Do it, they advise, but just know that it comes after all the priorities above in terms of effectiveness. “There’s a role for PPE, for sure,” he says. But he’s concerned employers will consider PPE the best or only defense. “You don’t give someone a mask and say ‘Well, our responsibilities are done.’”
Whether employees are encouraged or required to wear face masks will come down to state and local health department guidelines or individual company decisions. There’s no “law of the land” on this. “If public health professionals recommend widespread use of PPE, such as masks, it will require clarity as to what is needed and who is responsible for providing such equipment, especially if shortages persist,” Suzanne Clark, president of the U.S. Chamber of Commerce, said in a letter to members last month. If face masks are to be relied on, people need to know how to wear them properly.
Allen advises masks especially in areas where employees gather, and particularly in elevators.
New York City’s Health Department, which knows a thing or two about elevators, suggests the buttons be sanitized regularly, and everyone should maintain the six-foot separation rule, in line and inside the elevator. Yes, that means a potentially long wait or, as the city suggests, taking the stairs.

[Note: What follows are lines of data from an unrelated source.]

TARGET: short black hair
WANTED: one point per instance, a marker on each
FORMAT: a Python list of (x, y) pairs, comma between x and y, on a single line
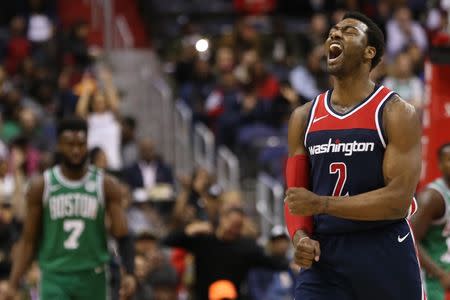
[(441, 150), (375, 37), (71, 123), (93, 154)]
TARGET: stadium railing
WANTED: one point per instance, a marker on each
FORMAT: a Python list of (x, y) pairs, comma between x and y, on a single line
[(269, 203)]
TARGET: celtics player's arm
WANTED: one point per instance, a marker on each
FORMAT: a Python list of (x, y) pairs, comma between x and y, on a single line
[(26, 247), (401, 170), (431, 207), (298, 227), (119, 226)]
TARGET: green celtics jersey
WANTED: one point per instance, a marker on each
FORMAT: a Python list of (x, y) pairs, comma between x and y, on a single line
[(437, 241), (73, 235)]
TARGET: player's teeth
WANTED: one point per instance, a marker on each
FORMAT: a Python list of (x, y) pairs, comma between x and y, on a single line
[(335, 46)]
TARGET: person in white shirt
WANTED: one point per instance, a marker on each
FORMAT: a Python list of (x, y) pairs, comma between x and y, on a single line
[(100, 109)]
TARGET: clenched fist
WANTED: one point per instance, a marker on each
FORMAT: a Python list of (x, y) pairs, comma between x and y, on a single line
[(306, 250), (303, 202)]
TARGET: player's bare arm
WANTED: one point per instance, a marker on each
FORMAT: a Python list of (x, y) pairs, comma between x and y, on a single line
[(431, 207), (119, 229), (306, 250), (26, 247), (401, 170)]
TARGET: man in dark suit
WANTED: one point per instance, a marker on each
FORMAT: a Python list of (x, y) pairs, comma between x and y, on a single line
[(149, 170)]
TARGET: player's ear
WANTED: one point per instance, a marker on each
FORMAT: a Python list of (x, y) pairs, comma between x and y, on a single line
[(370, 52)]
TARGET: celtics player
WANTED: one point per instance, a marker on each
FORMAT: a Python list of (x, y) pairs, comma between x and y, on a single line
[(65, 226), (431, 225)]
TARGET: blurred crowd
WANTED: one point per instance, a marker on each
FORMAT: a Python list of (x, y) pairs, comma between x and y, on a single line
[(191, 236), (248, 78)]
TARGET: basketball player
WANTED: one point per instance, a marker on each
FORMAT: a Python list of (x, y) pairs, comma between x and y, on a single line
[(353, 168), (65, 225), (431, 226)]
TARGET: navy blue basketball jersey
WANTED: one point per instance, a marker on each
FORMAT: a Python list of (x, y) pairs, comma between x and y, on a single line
[(346, 154)]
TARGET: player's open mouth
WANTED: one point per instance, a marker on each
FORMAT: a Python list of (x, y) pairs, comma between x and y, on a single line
[(335, 52)]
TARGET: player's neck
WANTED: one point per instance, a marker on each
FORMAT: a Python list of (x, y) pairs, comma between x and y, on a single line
[(351, 90), (72, 173)]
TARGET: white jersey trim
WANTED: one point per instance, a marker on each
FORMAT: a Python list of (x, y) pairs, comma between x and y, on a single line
[(377, 122), (47, 183), (311, 118), (423, 294), (341, 117), (444, 194)]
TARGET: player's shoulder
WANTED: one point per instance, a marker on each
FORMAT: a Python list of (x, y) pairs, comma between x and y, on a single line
[(301, 113), (399, 114), (398, 106)]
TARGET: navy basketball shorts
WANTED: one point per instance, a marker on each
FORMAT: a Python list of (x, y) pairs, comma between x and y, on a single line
[(379, 264)]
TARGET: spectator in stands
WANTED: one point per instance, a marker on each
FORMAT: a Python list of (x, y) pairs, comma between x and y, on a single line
[(129, 145), (402, 80), (224, 60), (30, 164), (97, 157), (76, 46), (282, 50), (403, 32), (66, 100), (149, 170), (18, 47), (190, 204), (11, 204), (309, 79), (266, 284), (266, 84), (315, 34), (246, 110), (221, 253), (195, 91), (222, 98), (101, 111), (283, 105), (40, 27), (153, 270), (248, 58)]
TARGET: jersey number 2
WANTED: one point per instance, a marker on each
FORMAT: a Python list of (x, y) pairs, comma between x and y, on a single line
[(75, 227), (341, 169)]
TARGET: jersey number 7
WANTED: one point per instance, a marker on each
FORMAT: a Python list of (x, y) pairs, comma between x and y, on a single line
[(340, 169)]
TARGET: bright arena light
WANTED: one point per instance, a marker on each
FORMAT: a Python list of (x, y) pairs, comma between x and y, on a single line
[(202, 45)]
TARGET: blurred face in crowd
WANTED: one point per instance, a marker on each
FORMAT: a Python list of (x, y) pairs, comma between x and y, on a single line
[(141, 267), (403, 66), (279, 246), (100, 160), (82, 31), (224, 59), (314, 59), (146, 150), (403, 18), (164, 293), (201, 180), (249, 57), (3, 166), (230, 224), (444, 162), (202, 69), (145, 246), (99, 104), (72, 145), (27, 120), (319, 24), (345, 47)]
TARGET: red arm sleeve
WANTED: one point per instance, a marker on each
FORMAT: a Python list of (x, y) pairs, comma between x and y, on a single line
[(297, 175)]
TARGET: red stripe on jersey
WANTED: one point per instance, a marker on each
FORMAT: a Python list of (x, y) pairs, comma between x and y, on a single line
[(363, 116)]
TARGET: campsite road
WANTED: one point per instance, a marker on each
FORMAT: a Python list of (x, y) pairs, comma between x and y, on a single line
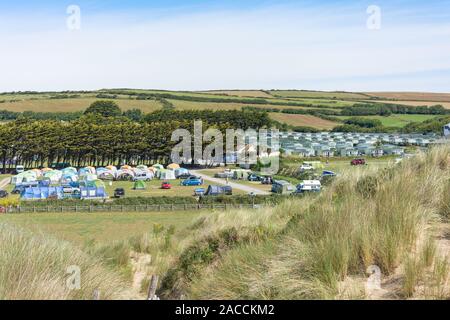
[(234, 185), (4, 183)]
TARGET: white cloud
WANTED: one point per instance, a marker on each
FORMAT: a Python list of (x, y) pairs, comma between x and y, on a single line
[(270, 48)]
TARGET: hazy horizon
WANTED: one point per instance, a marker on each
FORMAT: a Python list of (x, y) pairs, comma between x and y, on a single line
[(199, 45)]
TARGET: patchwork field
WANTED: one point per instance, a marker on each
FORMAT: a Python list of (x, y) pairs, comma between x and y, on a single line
[(397, 120), (76, 104), (241, 93), (317, 94), (418, 103), (330, 102), (304, 120), (411, 96)]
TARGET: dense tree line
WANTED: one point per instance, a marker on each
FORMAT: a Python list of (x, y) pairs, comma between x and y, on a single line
[(434, 125), (89, 140), (6, 115), (233, 118), (99, 138), (312, 111), (200, 98), (387, 109)]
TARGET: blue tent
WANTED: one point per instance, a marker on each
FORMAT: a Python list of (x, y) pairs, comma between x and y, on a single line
[(93, 193), (36, 193), (181, 171)]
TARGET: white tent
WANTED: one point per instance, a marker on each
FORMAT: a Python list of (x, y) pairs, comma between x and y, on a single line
[(167, 175)]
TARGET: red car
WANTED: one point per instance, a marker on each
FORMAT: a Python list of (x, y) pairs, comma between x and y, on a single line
[(166, 185), (358, 162)]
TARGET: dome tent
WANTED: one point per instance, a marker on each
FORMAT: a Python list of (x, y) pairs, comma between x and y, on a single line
[(158, 166), (166, 174), (181, 171), (139, 185), (173, 166)]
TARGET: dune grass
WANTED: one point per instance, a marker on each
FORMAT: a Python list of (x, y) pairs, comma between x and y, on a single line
[(363, 219)]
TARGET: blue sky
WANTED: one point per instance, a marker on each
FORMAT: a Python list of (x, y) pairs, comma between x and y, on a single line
[(199, 45)]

OSHA also advises companies to provide hand sanitizer and additional tissue boxes and trash receptacles, to actively promote proper hygiene, and to encourage sick employees to stay home. The agency provides more in-depth advice based on exposure risks that differ by job type, such as controlling the number of customers in a retail store or providing gloves and eye protection to employees in high-risk jobs.
Allen stresses that none of these measures will make sense if we don’t first have wide-scale testing to know when people are infected or if they might be immune, and widespread contact tracing to notify people who might have contracted the disease. And, he says, nothing will eliminate all the risk as decisions are made to get the economy rolling again.